Formou-se em Direito na Universidade de Coimbra em 1837[4] (5), sendo companheiro do depois Barão de Santa Cruz, António Vicente Peixoto de Mendonça e Costa, deputado pelo círculo da Horta em várias legislaturas e Governador Civil do Distrito de Ponta Delgada, tio do grande benemérito António Vicente Peixoto Pimentel.
Segundo Inocêncio, era Fidalgo da Casa Real por Alvará de 16 de Julho de 1834. Devia ser então estudante da Universidade e, embora tenhamos procurado sabê-lo, não descobrimos o motivo desta honraria. Seria combatente liberal? Ignoramo-lo completamente.

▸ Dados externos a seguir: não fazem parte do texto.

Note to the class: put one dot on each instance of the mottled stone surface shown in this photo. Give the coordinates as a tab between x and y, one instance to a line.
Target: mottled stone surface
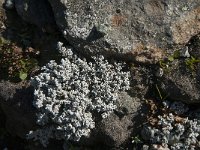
38	13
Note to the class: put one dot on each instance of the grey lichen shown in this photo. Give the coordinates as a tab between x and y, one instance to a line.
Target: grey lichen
67	94
176	133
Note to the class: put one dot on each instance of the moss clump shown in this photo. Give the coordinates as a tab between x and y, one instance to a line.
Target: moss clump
16	63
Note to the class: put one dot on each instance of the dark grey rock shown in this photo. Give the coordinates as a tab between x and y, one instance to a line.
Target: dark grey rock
16	103
180	83
38	13
144	29
9	4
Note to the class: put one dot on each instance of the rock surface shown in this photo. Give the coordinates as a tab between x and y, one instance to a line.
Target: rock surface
39	13
16	103
118	27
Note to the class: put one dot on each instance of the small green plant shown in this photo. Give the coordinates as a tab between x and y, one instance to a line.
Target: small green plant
191	63
15	63
136	140
175	55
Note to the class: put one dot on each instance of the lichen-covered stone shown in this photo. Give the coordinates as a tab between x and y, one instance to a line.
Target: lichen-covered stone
66	94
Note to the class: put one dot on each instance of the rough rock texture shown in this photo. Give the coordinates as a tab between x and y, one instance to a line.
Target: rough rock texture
39	13
16	103
119	27
180	84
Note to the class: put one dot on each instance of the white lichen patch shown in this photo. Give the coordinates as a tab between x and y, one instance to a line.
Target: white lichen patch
66	94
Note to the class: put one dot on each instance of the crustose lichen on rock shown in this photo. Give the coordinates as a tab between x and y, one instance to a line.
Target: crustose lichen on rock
67	94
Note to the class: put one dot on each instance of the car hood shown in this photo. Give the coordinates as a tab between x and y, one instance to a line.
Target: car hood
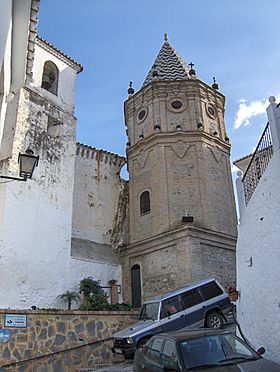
260	365
133	329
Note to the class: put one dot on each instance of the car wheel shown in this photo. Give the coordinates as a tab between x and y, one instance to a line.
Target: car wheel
142	342
214	320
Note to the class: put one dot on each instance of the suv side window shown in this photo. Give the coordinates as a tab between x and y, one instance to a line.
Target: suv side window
210	290
170	306
191	298
169	357
154	351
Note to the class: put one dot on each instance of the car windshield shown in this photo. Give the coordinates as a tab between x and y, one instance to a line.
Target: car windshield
215	350
149	311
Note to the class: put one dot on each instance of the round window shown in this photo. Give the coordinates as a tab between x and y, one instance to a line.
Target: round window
211	111
176	104
141	114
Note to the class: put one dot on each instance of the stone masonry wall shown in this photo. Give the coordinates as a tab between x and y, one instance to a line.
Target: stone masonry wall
50	333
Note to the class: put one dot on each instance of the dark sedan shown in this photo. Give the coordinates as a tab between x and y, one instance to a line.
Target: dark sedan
202	350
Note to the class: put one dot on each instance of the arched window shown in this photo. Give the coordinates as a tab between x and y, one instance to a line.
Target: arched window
145	202
135	286
50	77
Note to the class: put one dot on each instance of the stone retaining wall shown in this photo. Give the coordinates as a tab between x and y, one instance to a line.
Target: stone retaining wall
61	341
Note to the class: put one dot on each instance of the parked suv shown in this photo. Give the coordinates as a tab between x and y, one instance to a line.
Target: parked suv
204	303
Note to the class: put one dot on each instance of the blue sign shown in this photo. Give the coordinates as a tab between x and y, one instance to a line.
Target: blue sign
5	335
15	320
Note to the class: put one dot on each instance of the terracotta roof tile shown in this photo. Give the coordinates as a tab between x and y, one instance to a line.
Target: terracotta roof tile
169	66
78	67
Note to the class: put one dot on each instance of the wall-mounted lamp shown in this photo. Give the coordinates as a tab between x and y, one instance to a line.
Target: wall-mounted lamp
187	218
27	163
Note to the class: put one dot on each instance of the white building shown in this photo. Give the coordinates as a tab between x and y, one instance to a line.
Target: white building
258	257
39	260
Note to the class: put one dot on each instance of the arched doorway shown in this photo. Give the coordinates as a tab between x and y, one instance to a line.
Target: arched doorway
136	286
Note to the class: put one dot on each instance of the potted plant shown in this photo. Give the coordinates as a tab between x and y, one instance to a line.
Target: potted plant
69	297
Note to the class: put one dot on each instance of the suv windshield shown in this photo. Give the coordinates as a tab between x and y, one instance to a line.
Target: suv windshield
215	350
149	311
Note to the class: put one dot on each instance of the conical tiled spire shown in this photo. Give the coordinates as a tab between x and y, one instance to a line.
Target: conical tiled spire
168	66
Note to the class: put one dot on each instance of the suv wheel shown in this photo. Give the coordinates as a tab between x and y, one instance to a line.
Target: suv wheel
214	320
142	342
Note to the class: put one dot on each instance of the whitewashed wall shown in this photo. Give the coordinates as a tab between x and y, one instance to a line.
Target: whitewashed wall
96	192
36	265
67	78
259	283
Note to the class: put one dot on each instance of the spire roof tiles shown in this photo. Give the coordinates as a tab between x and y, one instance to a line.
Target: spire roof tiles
168	65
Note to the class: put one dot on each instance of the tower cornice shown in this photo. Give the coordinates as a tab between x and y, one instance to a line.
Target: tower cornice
173	137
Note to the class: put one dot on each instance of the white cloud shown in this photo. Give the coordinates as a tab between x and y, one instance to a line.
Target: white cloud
247	110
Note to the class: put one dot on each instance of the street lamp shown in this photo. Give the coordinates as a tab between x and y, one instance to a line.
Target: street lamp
27	163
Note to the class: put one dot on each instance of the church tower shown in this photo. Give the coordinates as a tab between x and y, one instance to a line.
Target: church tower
181	203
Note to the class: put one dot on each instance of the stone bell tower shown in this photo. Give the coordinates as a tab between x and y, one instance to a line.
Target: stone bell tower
181	202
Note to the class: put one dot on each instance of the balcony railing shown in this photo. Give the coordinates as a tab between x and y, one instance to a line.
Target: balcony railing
258	164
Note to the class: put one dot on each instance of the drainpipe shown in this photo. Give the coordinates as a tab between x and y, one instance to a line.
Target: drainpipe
273	114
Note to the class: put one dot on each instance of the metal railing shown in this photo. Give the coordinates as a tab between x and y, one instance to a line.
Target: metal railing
258	164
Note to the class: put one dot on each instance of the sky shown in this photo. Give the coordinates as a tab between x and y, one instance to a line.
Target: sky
117	41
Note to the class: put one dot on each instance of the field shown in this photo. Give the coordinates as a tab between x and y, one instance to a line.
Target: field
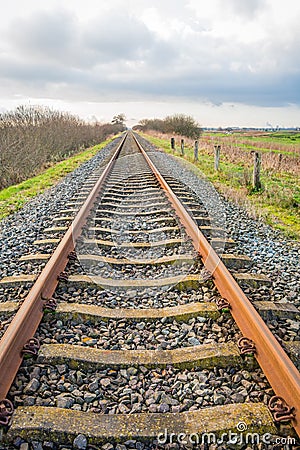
278	201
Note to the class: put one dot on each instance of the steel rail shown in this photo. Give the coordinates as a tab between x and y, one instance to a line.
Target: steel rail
280	371
30	313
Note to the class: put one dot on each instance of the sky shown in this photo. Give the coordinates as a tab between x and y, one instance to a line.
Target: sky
225	62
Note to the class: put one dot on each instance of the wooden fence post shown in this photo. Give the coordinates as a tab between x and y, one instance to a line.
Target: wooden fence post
217	156
196	151
173	143
256	171
182	146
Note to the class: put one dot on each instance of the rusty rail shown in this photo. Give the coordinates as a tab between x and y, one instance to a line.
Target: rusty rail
281	373
30	313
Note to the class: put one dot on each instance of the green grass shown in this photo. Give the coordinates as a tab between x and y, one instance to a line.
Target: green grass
14	197
277	203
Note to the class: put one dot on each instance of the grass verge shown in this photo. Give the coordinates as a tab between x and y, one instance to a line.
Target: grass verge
14	197
277	203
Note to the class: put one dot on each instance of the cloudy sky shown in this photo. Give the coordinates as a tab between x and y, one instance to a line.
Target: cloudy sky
226	62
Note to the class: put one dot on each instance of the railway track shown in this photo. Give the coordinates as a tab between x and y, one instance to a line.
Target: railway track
142	331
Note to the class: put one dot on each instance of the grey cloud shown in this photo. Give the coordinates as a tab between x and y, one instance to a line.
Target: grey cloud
118	35
117	56
44	34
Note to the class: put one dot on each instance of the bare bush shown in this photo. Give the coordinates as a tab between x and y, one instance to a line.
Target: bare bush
32	137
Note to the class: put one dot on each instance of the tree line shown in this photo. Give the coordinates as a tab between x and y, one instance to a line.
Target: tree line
180	124
33	137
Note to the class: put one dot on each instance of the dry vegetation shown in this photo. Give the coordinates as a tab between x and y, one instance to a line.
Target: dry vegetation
279	199
32	138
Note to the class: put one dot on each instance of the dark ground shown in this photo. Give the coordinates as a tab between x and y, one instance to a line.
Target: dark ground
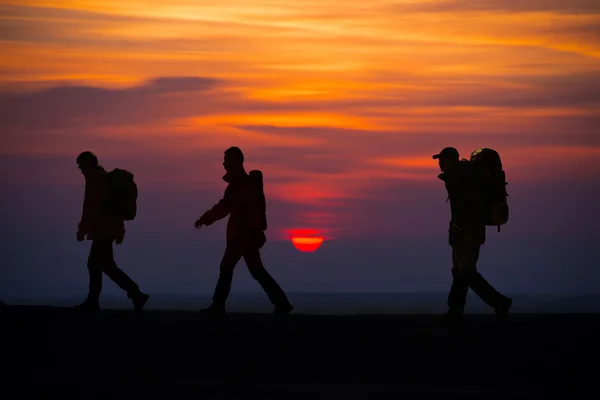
56	353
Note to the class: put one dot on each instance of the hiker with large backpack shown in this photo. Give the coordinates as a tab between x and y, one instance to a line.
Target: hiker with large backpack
477	195
244	202
110	199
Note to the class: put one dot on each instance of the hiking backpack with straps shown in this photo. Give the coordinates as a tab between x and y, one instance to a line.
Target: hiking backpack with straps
123	194
488	167
256	178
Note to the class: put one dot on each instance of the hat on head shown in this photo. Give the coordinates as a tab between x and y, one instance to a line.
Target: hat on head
449	152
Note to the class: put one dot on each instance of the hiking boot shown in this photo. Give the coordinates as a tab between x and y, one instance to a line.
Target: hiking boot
139	301
502	312
88	306
283	310
452	317
214	310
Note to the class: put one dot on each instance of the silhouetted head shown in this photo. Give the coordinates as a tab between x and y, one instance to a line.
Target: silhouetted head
87	161
448	158
233	160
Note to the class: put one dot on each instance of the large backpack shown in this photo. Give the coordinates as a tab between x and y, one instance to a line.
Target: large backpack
122	194
256	178
488	168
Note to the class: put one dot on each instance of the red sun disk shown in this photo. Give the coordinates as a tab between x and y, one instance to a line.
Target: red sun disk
307	244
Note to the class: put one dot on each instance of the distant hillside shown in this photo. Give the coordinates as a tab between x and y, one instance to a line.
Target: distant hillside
346	303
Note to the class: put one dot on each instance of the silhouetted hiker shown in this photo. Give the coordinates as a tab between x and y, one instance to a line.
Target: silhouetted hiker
109	200
244	202
466	235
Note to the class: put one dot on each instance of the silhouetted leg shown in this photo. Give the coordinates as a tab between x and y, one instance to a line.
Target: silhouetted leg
230	259
95	284
104	262
266	281
468	257
457	297
95	260
94	266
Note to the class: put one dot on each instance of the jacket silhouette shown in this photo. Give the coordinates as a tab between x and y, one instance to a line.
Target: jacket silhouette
96	221
239	202
466	236
102	228
466	203
245	236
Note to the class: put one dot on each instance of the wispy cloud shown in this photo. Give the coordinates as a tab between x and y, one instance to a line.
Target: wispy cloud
340	102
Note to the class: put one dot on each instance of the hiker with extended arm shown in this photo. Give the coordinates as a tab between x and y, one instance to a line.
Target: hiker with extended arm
243	201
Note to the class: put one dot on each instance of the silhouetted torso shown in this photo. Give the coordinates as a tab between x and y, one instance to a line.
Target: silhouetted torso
95	219
240	202
466	202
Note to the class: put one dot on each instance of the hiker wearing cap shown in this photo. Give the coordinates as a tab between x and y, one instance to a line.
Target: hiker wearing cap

Logo a seguir à sua formatura foi nomeado escrivão da Mesa Grande da Alfândega do Porto, lugar que ocupou até 1839, data em que ascendeu a secretário do Tribunal de Comércio da mesma cidade. Mais tarde foi Juiz nas comarcas de Tondela e Oliveira-de-Azemeis e em Fevereiro de 1858 foi nomeado Procurador Régio na Relação do Pôrto. Em 1878 era Conselheiro do Supremo Tribunal de Justiça.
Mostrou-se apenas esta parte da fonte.